Sharon O'Connell 

Common

Shepherd's Bush Empire, London
  
  


At a time when commercial hip-hop seems to have stalled, its artistic progress trapped between rock (represented by an increasingly compliant, MTV-friendly Eminem) and a hard place (the reactionary nu-gangsta of 50 Cent), Common harks back to what seems like an altogether more tolerant and positive period. Tonight, he respectfully reels off a checklist of artists who, he claims, are "classic". Alongside D'Angelo, Erykah Badu and the Roots, he names A Tribe Called Quest and De La Soul, whose Daisy Age baton the underground American rapper has picked up and carried into the mainstream, despite prevailing hip-hop fashions, and whose righteous socio-political concerns form the basis of his sound.

In flagrant disregard of the unwritten rule that decrees that live hip-hop must involve interminable funky jams, numerous rambling, spoken-word interludes and endless call-and-response-routines, Common's performance is refreshingly free of frills.
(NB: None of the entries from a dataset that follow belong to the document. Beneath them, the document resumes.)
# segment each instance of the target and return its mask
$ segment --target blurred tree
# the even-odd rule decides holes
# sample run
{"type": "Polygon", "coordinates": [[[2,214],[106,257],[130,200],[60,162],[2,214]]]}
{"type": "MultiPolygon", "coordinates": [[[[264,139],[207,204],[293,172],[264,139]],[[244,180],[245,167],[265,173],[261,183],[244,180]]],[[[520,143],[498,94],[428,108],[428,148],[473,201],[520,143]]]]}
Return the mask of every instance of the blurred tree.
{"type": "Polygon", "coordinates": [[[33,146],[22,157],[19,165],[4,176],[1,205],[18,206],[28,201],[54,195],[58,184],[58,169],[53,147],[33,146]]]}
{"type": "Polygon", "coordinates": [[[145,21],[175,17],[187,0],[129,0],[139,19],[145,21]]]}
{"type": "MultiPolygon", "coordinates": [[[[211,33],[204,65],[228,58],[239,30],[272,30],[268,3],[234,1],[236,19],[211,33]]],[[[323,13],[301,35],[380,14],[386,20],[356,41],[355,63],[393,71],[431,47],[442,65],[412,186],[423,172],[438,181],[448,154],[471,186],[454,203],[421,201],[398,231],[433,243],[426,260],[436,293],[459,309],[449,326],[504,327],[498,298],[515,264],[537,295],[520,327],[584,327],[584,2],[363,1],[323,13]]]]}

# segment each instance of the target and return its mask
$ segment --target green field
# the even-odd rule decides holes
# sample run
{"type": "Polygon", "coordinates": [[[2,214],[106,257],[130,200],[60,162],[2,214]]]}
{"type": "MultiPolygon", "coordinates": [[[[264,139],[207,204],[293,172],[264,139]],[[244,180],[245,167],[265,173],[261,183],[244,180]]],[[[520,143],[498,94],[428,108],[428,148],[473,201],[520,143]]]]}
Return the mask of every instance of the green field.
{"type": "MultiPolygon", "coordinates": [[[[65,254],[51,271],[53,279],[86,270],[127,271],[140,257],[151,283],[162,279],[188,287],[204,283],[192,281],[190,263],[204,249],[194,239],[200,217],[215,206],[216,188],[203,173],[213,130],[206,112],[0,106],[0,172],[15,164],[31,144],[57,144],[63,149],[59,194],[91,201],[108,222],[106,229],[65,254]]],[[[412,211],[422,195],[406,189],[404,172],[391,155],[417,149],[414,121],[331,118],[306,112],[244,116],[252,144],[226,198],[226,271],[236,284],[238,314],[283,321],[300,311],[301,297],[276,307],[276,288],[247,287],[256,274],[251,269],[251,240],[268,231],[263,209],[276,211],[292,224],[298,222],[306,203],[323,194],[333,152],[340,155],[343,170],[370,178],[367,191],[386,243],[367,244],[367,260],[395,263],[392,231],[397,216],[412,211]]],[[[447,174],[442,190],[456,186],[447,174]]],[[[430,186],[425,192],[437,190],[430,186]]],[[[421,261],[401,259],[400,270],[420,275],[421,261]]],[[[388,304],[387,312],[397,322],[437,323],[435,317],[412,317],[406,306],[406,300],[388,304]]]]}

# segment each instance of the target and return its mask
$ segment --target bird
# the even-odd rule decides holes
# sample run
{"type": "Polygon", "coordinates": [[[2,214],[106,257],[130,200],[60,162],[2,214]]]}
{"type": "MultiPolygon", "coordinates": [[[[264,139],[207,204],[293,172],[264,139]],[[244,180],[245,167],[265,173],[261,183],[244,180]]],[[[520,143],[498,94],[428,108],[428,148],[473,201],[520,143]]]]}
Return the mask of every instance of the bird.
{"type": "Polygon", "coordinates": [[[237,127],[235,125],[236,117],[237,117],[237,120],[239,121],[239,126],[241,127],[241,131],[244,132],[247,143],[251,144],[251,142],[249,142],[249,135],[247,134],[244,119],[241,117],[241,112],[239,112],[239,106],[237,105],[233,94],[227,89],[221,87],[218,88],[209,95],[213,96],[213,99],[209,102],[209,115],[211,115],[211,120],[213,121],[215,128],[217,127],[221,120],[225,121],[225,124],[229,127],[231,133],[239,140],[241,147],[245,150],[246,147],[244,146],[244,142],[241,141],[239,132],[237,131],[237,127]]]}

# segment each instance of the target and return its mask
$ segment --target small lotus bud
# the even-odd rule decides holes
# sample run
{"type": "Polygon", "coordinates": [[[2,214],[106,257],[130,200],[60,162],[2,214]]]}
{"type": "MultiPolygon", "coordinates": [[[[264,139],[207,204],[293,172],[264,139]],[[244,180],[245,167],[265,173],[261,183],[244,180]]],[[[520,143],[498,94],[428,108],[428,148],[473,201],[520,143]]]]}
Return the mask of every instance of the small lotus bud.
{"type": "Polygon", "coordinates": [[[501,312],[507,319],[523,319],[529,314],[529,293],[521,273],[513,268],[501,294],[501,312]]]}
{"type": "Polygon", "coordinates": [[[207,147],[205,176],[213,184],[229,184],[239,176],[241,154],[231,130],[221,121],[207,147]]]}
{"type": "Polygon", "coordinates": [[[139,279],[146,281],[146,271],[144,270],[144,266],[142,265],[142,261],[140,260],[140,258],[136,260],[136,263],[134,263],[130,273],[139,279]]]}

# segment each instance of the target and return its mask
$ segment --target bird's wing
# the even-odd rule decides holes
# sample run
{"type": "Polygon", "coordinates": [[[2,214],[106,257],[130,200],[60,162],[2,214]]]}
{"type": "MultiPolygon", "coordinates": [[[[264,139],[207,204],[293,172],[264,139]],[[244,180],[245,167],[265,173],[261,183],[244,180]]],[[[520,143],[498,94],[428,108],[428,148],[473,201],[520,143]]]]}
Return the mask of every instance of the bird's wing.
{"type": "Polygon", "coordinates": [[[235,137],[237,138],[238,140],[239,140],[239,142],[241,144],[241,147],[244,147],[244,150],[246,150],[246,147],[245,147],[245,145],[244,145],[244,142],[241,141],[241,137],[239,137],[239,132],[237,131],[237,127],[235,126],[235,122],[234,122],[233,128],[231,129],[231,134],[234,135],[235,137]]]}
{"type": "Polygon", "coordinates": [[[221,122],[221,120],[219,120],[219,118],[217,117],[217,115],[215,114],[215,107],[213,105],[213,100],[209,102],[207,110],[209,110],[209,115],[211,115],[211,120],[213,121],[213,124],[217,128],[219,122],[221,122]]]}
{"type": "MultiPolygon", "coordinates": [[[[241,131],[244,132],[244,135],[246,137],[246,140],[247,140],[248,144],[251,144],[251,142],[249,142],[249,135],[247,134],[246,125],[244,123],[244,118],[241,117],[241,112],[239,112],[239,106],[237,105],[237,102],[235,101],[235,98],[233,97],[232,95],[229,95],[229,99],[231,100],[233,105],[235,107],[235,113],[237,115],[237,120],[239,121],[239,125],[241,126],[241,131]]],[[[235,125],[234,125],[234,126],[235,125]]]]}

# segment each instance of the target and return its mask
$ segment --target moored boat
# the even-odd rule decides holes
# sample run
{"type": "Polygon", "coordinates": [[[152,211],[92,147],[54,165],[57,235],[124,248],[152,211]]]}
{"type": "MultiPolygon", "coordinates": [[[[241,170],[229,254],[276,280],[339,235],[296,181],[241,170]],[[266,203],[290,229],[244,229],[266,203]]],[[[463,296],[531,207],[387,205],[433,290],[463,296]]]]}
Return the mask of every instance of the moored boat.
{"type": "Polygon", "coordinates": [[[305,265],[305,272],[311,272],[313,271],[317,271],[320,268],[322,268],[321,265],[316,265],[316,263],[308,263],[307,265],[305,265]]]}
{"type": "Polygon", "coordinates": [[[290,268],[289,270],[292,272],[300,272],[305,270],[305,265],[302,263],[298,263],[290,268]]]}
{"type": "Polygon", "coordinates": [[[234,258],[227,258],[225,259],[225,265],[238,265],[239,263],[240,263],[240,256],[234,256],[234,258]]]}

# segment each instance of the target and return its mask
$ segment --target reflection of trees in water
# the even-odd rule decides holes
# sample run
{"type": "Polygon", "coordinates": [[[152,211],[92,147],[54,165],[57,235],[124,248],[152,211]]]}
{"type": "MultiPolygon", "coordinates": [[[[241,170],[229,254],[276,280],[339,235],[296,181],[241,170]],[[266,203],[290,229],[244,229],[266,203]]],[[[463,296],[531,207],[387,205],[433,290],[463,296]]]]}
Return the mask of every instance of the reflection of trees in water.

His band - including a formidable scratch DJ - support him rather than grandstand, crotch-grabbing is restricted to the occasional real need to hoick up his tracksuit pants and the crowd are urged to throw their hands in the air only twice, since Common's business is not hip-hop cliche but communication. His fluid and braggadocio-free rhymes deal principally with what he describes as "liberation through struggle", and identify him as more Gil Scott-Heron than gangsta.

For all his consciousness-raising, however, and his desire to stretch the boundaries of what constitutes hip-hop by embracing swing, electro-funk, jazz and psychedelic rock on his current album, Electric Circus, Common is well aware of his primary role as entertainer. At one point, he gives a brief but impressive breakdancing demonstration, complete with headstand, while during the sweet and liquid Come Close, he hauls a female volunteer out of the front row and, while she perches happily on a stool, serenades her with "love shit" so eloquently that Mary J Blige - who guests on the recorded version - is barely missed. All of which provides a fair-enough summary of Common's claim as expressed in the perky I Got a Right Ta: "Hip-hop is changing - y'all want me to stay the same?"